About gphdfs JVM Memory

About gphdfs JVM Memory

When Greenplum Database accesses external table data from an HDFS location with gphdfs protocol, each Greenplum Database segment on a host system starts a JVM for use by the protocol. The default JVM heapsize is 1GB and should be enough for most workloads

If the gphdfs JVM runs out of memory, the issue might be related to the density of tuples inside the Hadoop HDFS block assigned to the gphdfs segment worker. A higher density of tuples per block requires more gphdfs memory. HDFS block size is usually 128MB, 256MB, or 512MB depending on the Hadoop cluster configuration.

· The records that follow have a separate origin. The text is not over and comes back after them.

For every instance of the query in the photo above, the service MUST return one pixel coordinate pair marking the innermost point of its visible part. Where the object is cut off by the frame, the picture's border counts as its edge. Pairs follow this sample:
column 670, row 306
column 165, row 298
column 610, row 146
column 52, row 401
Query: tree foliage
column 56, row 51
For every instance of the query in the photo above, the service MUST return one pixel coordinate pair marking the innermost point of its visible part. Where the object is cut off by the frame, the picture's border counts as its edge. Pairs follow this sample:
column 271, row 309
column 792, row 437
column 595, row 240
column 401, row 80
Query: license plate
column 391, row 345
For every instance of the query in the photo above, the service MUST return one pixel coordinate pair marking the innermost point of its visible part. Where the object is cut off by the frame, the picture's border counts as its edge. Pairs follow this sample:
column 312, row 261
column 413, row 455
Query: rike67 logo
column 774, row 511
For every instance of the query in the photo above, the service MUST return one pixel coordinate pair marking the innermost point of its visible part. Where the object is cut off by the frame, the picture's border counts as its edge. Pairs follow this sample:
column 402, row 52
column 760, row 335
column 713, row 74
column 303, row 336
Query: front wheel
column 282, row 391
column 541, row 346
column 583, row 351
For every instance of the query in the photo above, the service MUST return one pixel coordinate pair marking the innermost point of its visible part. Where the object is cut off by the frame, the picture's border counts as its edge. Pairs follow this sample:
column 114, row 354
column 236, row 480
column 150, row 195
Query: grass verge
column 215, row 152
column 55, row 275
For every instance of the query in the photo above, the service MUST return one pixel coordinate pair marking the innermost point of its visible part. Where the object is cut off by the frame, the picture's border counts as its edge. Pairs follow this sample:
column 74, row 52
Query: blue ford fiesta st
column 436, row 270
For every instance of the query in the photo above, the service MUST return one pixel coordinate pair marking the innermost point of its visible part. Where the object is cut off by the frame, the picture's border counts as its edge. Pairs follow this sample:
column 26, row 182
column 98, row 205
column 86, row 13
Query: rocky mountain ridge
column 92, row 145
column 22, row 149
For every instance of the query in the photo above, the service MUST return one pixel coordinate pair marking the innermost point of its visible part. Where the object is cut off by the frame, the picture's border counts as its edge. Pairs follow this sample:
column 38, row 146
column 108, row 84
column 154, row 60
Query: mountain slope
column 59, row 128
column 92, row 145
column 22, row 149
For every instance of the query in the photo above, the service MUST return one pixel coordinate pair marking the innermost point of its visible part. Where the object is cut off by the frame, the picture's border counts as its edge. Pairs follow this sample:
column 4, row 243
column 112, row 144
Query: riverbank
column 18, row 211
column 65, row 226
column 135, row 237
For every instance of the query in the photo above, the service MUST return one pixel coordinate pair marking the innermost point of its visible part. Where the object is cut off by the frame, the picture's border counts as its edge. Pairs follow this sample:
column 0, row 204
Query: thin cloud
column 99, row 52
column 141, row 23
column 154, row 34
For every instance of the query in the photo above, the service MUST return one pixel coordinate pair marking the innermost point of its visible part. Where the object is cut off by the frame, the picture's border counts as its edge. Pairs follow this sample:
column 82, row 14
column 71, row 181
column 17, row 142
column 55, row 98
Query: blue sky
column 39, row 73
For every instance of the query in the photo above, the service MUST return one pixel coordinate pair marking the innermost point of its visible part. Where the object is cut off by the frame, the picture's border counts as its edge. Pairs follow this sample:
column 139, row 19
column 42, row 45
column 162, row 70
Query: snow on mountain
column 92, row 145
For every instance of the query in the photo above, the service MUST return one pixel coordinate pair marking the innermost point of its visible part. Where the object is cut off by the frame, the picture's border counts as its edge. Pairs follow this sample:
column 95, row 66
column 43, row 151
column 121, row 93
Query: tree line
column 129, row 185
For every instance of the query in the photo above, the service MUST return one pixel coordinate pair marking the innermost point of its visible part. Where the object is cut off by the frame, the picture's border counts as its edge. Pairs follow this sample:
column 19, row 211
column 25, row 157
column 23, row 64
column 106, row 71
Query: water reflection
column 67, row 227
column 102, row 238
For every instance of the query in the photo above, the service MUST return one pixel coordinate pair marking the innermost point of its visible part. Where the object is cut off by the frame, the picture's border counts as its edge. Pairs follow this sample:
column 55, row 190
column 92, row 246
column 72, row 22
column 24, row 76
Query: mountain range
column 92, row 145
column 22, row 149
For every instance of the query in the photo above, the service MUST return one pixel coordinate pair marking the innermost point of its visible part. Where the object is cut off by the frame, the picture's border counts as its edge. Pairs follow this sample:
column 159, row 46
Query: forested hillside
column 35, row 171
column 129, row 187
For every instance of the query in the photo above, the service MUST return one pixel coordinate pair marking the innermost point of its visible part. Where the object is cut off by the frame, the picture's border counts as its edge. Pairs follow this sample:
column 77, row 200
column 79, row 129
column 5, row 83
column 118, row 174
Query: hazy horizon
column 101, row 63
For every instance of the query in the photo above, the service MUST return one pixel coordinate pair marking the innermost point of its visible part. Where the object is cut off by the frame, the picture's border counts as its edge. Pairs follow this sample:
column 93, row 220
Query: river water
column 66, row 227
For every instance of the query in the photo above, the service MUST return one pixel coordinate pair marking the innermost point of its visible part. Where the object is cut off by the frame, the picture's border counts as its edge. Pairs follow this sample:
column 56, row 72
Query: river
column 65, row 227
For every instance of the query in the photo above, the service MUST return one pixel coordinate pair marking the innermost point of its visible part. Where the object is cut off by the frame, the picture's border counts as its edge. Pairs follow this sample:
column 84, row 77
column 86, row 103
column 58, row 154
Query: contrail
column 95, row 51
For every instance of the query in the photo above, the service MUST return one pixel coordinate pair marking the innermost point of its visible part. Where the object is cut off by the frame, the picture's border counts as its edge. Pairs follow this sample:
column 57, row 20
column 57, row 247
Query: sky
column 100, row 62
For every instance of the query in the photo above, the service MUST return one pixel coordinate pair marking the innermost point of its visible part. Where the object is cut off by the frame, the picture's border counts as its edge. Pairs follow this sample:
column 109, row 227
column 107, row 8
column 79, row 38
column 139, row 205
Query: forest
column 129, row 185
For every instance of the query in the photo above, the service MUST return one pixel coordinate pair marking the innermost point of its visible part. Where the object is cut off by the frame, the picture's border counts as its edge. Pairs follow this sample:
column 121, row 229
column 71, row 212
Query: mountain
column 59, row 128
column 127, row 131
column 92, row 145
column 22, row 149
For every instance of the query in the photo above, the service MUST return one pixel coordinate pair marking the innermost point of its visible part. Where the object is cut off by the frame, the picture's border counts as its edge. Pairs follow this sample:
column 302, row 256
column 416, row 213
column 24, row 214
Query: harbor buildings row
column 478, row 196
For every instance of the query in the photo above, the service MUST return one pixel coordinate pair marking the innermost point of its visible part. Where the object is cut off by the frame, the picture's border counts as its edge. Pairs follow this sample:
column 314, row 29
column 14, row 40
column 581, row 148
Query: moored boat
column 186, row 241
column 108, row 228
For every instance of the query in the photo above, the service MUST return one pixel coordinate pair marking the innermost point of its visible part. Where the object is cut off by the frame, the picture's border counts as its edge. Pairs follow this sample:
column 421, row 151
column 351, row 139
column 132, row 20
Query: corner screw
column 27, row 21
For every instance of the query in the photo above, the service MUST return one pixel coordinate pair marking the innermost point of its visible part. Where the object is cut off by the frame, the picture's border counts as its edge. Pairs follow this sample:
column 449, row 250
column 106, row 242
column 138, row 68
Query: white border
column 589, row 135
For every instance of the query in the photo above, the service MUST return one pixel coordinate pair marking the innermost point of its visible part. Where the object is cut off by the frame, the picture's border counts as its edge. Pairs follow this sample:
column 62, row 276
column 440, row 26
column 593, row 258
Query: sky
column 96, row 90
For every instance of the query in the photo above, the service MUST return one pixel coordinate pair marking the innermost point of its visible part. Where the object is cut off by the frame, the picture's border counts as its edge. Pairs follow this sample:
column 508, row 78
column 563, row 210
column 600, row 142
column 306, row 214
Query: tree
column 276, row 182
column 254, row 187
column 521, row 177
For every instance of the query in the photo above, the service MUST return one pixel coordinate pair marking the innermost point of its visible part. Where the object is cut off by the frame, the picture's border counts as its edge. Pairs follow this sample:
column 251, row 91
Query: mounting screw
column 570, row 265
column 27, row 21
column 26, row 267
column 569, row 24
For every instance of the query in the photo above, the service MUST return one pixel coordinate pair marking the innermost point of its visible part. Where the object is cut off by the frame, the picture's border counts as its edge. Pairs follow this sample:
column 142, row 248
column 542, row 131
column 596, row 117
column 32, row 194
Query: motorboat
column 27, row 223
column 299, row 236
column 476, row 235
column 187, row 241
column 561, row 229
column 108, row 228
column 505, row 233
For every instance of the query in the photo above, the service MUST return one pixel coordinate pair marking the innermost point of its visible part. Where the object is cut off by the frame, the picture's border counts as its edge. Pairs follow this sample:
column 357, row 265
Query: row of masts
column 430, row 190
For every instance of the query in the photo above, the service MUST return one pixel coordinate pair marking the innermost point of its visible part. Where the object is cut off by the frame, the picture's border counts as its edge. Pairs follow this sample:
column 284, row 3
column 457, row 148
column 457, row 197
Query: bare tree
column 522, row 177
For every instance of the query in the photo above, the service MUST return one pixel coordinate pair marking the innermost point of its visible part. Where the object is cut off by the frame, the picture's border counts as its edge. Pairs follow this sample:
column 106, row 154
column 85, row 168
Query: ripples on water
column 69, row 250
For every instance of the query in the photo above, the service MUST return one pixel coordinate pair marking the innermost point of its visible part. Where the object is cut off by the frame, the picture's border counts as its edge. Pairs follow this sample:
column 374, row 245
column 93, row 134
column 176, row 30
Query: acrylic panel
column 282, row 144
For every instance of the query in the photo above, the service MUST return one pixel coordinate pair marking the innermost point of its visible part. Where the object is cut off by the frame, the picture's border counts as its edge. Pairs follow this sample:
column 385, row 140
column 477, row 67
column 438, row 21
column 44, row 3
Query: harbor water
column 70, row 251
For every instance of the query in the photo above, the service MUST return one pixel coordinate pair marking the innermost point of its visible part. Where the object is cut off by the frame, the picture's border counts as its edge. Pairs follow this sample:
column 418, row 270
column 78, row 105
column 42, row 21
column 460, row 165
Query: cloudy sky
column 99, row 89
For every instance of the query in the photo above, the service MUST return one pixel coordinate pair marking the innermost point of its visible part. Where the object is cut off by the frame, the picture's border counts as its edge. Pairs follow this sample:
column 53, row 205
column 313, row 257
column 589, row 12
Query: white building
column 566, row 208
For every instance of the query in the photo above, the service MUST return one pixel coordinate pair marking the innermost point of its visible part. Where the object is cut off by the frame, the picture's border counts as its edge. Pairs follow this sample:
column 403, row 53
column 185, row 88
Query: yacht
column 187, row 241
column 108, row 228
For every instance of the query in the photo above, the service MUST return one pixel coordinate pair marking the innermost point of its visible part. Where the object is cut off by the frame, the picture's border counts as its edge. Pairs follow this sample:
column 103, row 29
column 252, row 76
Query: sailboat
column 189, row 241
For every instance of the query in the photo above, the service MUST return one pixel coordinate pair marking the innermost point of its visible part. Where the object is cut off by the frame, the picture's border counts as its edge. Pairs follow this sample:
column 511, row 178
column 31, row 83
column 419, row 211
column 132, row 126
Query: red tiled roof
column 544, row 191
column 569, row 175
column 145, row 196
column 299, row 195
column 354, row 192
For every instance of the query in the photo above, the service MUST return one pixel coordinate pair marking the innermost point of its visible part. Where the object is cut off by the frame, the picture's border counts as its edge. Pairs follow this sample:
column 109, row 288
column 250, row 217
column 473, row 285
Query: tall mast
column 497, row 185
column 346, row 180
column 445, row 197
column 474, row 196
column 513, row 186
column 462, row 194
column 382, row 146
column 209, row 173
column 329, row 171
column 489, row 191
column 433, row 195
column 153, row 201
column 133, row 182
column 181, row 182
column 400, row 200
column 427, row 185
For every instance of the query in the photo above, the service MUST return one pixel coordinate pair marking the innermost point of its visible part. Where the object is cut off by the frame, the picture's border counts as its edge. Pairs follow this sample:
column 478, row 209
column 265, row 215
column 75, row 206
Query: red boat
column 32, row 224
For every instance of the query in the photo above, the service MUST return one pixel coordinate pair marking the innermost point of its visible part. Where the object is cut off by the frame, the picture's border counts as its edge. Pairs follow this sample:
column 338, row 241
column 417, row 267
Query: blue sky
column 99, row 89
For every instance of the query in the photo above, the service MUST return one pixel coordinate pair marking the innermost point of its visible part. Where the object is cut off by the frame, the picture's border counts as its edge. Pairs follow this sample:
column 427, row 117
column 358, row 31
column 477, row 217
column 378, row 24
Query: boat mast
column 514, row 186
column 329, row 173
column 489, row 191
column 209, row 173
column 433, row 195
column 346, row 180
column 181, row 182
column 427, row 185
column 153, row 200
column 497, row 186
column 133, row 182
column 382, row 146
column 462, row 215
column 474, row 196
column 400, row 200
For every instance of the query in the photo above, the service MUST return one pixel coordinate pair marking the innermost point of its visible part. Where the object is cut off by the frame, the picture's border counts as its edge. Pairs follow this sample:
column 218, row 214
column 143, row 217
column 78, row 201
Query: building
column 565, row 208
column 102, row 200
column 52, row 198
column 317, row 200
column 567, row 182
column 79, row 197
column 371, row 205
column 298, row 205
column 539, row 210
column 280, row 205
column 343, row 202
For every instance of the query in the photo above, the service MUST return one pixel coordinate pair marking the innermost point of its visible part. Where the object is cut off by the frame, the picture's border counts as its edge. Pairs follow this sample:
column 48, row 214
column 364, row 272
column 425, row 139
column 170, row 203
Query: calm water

You can increase the JVM heapsize by changing GP_JAVA_OPT variable in the file $GPHOME/lib/hadoop/hadoop_env.sh. In this example line, the option -Xmx1000m specifies that the JVM consumes 1GB of virtual memory.

export GP_JAVA_OPT='-Xmx1000m -XX:+DisplayVMOutputToStderr'

The $GPHOME/lib/hadoop/hadoop_env.sh must be updated for every segment instance in the Greenplum Database system.

Important: Before increasing the gphdfs JVM memory, ensure that you have sufficient memory on the host. For example, 8 primary segments consume 8GB of virtual memory for the gphdfs JVM when using default. Increasing the Java -Xmx value to 2GB results in 16GB allocated in that environment of 8 segments per host.